Churchill thus found in the Dunkirk evacuation not only a victory inside a military disaster, but also a source of hope for the coming Battle of Britain, a source of inspiration that the war would be ultimately and somehow be won, and a call of British youth to service in the long, glorious and deeply, deeply British tradition of the King Arthur’s knights.

Churchill reviewed preparations for the coming battle, and he warned the Germans with words supposedly used to dissuade Napoleon from his plan to invade England: “There are bitter weeds in England,” adding that there were “certainly a great many more of them since the British Expeditionary Force returned.” Churchill underscored this warning, and Napoleon’s heed of it, by conjuring the “many Continental tyrants” who had imagined that they could conquer England.
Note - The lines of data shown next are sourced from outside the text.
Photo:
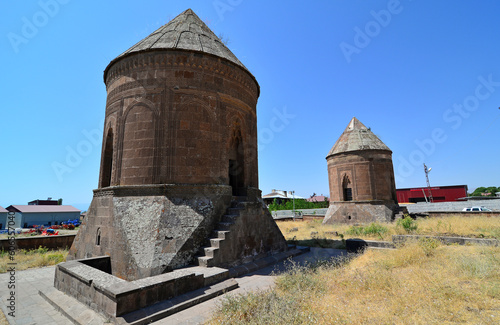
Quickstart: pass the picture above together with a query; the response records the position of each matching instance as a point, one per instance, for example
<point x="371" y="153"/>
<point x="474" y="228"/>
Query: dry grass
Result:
<point x="33" y="258"/>
<point x="420" y="283"/>
<point x="478" y="227"/>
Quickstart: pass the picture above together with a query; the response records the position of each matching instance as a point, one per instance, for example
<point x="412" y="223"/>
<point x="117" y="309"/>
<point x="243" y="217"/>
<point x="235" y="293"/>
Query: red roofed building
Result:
<point x="44" y="214"/>
<point x="439" y="194"/>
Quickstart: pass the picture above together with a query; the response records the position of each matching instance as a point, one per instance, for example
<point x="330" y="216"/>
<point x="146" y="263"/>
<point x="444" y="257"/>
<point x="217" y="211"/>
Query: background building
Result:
<point x="280" y="196"/>
<point x="47" y="215"/>
<point x="439" y="194"/>
<point x="361" y="178"/>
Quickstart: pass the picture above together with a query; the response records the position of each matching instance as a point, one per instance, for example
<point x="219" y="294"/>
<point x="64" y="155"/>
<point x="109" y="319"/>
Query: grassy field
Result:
<point x="476" y="227"/>
<point x="26" y="259"/>
<point x="420" y="283"/>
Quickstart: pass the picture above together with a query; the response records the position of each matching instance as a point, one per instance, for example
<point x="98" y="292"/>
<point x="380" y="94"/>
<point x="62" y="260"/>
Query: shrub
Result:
<point x="408" y="224"/>
<point x="371" y="229"/>
<point x="428" y="245"/>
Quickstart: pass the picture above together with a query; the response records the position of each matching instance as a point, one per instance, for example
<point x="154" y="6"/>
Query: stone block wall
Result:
<point x="360" y="212"/>
<point x="253" y="235"/>
<point x="170" y="116"/>
<point x="370" y="173"/>
<point x="149" y="230"/>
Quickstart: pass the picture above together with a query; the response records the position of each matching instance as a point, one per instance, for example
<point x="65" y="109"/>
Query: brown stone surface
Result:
<point x="361" y="178"/>
<point x="180" y="140"/>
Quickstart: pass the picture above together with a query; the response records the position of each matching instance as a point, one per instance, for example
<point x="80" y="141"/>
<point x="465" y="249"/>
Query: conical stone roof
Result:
<point x="185" y="32"/>
<point x="357" y="137"/>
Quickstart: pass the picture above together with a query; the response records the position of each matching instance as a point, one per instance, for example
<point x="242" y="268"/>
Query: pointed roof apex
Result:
<point x="185" y="32"/>
<point x="357" y="137"/>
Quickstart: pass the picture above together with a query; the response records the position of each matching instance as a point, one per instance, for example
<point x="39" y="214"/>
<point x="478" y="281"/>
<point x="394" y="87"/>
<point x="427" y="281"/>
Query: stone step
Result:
<point x="229" y="218"/>
<point x="205" y="261"/>
<point x="224" y="225"/>
<point x="210" y="251"/>
<point x="234" y="211"/>
<point x="238" y="204"/>
<point x="222" y="234"/>
<point x="239" y="199"/>
<point x="215" y="242"/>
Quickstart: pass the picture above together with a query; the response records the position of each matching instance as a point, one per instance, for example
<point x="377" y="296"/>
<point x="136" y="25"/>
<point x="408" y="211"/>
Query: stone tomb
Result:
<point x="178" y="184"/>
<point x="361" y="178"/>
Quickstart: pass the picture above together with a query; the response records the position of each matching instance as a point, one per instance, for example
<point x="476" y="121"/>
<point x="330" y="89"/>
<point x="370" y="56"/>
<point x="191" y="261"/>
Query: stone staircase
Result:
<point x="210" y="254"/>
Churchill saw the harm to come, as British cities, especially London, would shortly learn: “there has never been a period in all these long centuries of which we boast when an absolute guarantee against invasion, still less against serious raids, could have been given to our people.”

In the face of these risks, Churchill asserted his certainty that “we shall not flag or fail,” and he concluded the speech with its best remembered passage:

We shall go on to the end, we shall fight in France, we shall fight on the seas and oceans, we shall fight with growing confidence and growing strength in the air, we shall defend our Island, whatever the cost may be, we shall fight on the beaches, we shall fight on the landing grounds, we shall fight in the fields and in the streets, we shall fight in the hills; we shall never surrender, and even if, which I do not for a moment believe, this Island or a large part of it were subjugated and starving, then our Empire beyond the seas, armed and guarded by the British Fleet, would carry on the struggle, until, in God’s good time, the New World, with all its power and might, steps forth to the rescue and the liberation of the old.

The Churchill bar is a high one. I can’t think of any modern leader who has led a nation more capably than Winston Churchill led Britain during World War II. And Churchill’s rhetorical abilities were truly exceptional. Still, desperate times have inspired leaders of very much more modest capacities than Churchill’s to moments of exceptional leadership: Rudy Giuliani after 9/11, for instance, or Lyndon Johnson after the Kennedy assassination.

At the moment that the Dunkirk movie referred to Churchill’s speech, the thought came instantly to my mind: how would our leader speak on such a desperate day? How would Donald Trump find hope in horror? How would he lead and unify us at a terrible time? How would our president inspire us to rise from the lowest point in our national history?

The question is largely academic, but not entirely. It is not inconceivable, for instance, that North Korea will land a nuclear missile on Los Angeles before Trump leaves the White House. It is not inconceivable that a cyberattack from Russia, or ISIS, or somewhere else, will take down our electrical grid while Trump remains in office.

Try to imagine the speech that Donald Trump would deliver the evening after such an event. Try to imagine Donald Trump leading a dazed nation rocked by disaster and unconfident in its future. Try to imagine Donald Trump inspiring us to unity and service.